Splash and Jupyter

Splash provides a custom Jupyter (previously known as IPython) kernel for Lua. Together with Jupyter notebook frontend it forms an interactive web-based development environment for Splash Scripts with syntax highlighting, smart code completion, context-aware help, inline images support and a real live WebKit browser window with Web Inspector enabled, controllable from a notebook.

Installation

To install Splash-Jupyter using Docker, run:

$ docker pull scrapinghub/splash-jupyter

Then start the container:

$ docker run -p 8888:8888 -it scrapinghub/splash-jupyter

Note

Without -it flags you won’t be able to stop the container using Ctrl-C.

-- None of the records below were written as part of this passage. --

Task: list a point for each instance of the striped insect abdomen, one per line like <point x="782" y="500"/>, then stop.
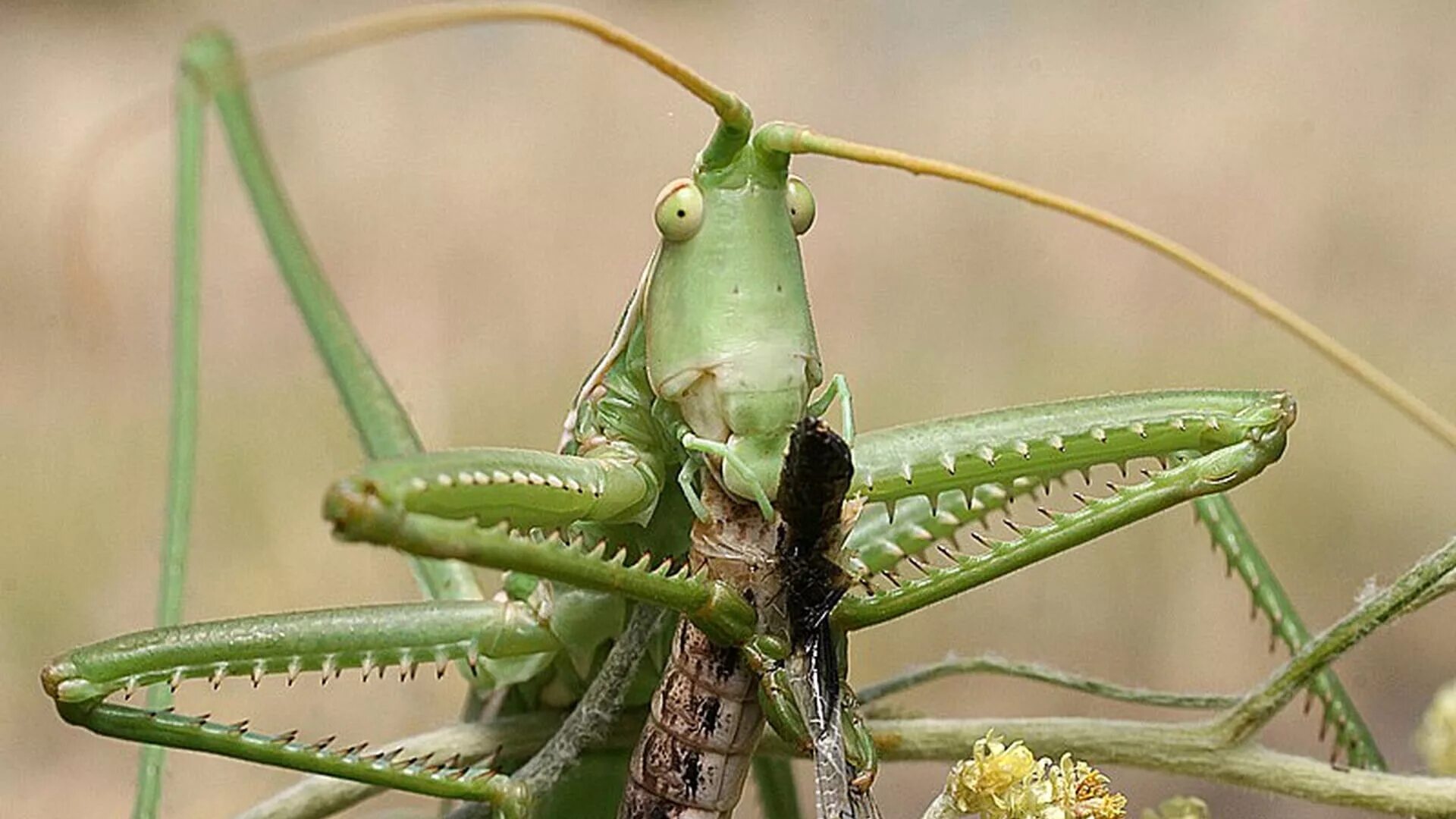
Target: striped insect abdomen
<point x="693" y="755"/>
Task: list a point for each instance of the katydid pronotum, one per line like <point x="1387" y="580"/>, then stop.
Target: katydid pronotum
<point x="956" y="465"/>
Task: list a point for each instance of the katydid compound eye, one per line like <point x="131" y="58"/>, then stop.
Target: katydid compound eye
<point x="801" y="205"/>
<point x="679" y="210"/>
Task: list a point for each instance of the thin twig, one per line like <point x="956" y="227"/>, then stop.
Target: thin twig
<point x="992" y="664"/>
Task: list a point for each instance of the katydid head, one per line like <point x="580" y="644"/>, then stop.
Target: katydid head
<point x="730" y="340"/>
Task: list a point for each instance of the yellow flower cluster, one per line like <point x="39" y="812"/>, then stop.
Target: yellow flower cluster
<point x="1438" y="735"/>
<point x="1006" y="781"/>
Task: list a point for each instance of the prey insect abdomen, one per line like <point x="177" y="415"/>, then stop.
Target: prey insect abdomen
<point x="693" y="755"/>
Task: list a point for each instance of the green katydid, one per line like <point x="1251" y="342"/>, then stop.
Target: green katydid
<point x="618" y="480"/>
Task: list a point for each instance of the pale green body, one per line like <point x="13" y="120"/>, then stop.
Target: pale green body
<point x="728" y="333"/>
<point x="714" y="360"/>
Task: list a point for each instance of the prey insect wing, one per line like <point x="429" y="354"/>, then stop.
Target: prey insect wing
<point x="817" y="471"/>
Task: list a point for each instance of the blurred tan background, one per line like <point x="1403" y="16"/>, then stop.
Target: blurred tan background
<point x="482" y="200"/>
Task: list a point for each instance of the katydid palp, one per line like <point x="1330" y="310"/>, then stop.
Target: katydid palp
<point x="1057" y="428"/>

If you’re on Linux, Jupyter server with Splash kernel enabled will be available at http://0.0.0.0:8888.

If you use boot2docker, run $ boot2docker ip to get the ip address, the visit http://<ip-returned-by-boot2docker>:8888. If you use docker-machine, run $ docker-machine ip <your machine> to get the ip.

By default, notebooks are stored in a Docker container; they are destroyed when you restart an image. To persist notebooks you can mount a local folder to /notebooks. For example, let’s use current folder to store the notebooks:

$ docker run -v `/bin/pwd`/notebooks:/notebooks -p 8888:8888 -it splash-jupyter

To view Live Webkit window with web inspector when Splash-Jupyter is executed from Docker, you will need to pass additional docker parameters to share the host system’s X server with the docker container, and use the --disable-xvfb command line flag:

$ docker run -e DISPLAY=unix$DISPLAY \
             -v /tmp/.X11-unix:/tmp/.X11-unix \
             -v $XAUTHORITY:$XAUTHORITY \
             -e XAUTHORITY=$XAUTHORITY \
             -p 8888:8888 \
             -it scrapinghub/splash-jupyter --disable-xvfb

Alternatively, to enable live Webkit window you can install Splash in a “manual way” - see Ubuntu 14.04 (manual way).

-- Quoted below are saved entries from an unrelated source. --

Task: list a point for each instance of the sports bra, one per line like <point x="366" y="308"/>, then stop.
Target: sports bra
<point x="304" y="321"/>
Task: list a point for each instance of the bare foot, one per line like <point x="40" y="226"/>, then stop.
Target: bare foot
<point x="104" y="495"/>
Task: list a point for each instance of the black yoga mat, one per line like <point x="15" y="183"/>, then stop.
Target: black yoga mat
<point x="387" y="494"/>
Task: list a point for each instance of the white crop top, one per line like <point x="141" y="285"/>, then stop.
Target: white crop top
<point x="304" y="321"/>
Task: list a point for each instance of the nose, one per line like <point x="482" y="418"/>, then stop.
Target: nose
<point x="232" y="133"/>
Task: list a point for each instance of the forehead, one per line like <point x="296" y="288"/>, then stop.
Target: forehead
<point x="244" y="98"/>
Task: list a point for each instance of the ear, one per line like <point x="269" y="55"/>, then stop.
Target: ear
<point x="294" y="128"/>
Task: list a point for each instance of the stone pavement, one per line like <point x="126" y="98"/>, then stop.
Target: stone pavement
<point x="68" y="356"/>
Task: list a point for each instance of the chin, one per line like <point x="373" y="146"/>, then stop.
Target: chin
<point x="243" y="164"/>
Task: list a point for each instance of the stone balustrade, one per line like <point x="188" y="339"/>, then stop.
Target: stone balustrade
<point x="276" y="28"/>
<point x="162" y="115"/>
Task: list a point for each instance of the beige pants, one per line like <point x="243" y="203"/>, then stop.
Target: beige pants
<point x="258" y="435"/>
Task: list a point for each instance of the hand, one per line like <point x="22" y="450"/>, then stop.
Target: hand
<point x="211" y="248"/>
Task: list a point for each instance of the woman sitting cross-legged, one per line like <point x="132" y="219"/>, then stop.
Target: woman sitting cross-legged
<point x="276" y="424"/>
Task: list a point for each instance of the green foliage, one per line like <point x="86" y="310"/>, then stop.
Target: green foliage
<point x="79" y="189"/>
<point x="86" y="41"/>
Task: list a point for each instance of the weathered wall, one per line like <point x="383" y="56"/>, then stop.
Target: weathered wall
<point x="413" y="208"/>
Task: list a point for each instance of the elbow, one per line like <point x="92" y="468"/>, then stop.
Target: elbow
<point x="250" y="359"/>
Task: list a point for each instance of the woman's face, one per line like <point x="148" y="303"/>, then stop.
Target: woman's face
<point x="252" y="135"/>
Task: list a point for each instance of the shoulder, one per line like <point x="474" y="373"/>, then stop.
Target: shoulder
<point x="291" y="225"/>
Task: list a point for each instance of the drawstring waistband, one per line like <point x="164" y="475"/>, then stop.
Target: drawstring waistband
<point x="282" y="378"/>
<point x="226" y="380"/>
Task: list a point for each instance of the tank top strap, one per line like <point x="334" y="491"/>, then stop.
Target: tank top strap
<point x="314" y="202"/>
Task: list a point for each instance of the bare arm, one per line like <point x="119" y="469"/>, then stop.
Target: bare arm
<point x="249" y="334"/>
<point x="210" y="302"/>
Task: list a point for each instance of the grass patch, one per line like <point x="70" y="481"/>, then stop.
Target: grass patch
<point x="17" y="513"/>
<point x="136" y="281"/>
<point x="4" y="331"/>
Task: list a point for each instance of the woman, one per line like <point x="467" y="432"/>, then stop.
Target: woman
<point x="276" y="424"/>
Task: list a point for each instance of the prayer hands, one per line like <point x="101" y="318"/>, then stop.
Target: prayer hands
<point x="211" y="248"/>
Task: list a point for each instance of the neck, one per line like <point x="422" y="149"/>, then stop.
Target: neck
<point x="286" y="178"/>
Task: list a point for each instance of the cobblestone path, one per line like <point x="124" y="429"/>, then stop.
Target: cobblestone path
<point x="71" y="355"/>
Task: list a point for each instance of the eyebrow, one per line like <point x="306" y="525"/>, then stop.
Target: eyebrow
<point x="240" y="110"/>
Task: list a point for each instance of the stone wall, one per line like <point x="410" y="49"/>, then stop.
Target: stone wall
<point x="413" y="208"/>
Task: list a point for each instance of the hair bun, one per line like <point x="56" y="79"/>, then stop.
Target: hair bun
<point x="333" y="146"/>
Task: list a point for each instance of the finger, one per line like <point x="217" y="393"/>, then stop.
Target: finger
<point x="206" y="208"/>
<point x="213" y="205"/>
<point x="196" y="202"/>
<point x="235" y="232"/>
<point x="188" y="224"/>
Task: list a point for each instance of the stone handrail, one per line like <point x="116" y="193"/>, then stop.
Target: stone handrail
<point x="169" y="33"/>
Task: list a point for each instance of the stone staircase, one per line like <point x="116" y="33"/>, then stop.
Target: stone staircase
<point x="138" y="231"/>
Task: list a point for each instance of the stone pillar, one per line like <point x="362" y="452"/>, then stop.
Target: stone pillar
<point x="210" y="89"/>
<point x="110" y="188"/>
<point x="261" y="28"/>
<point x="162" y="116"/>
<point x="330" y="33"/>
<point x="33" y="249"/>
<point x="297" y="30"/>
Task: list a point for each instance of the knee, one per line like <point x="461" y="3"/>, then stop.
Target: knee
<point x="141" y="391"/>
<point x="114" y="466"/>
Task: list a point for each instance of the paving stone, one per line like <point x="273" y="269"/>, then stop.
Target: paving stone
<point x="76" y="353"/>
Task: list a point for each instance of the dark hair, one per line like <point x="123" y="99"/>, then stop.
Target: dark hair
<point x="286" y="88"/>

  1. Install IPython/Jupyter with notebook feature. Splash kernel requires IPython 4.x:

    $ pip3 install 'ipython[notebook] >= 4.0.0, < 5.0'
    
  2. Make sure Splash is installed: run pip3 install -U splash. If you use Splash master branch run pip3 install -U . from source checkout instead.

  3. Let IPython know about Splash kernel by running the following command:

    $ python3 -m splash.kernel install
    

To run IPython with Splash notebook, first start IPython notebook and then create a new Splash notebook using “New” button.

From Notebook to HTTP API

After you finished developing the script using a Jupyter Notebook, you may want to convert it to a form suitable for submitting to Splash HTTP API (see execute).

To do that, copy-paste (or download using “File -> Download as -> .lua”) all relevant code, then put it inside function main(splash):

function main(splash)
    -- Script code goes here,
    -- including all helper functions.
    return {...}  -- return the result
end

To make the script more generic you can use splash.args instead of hardcoded constants (e.g. for page urls). Also, consider submitting several requests with different arguments instead of running a loop in a script if you need to visit and process several pages - it is an easy way to parallelize the work.

There are some gotchas:

  1. When you run a notebook cell and then run another notebook cell there is a delay between runs; the effect is similar to inserting splash:wait calls at the beginning of each cell.
  2. Regardless of sandbox settings, scripts in Jupyter notebook are not sandboxed. Usually it is not a problem, but some functions may be unavailable in HTTP API if sandbox is enabled.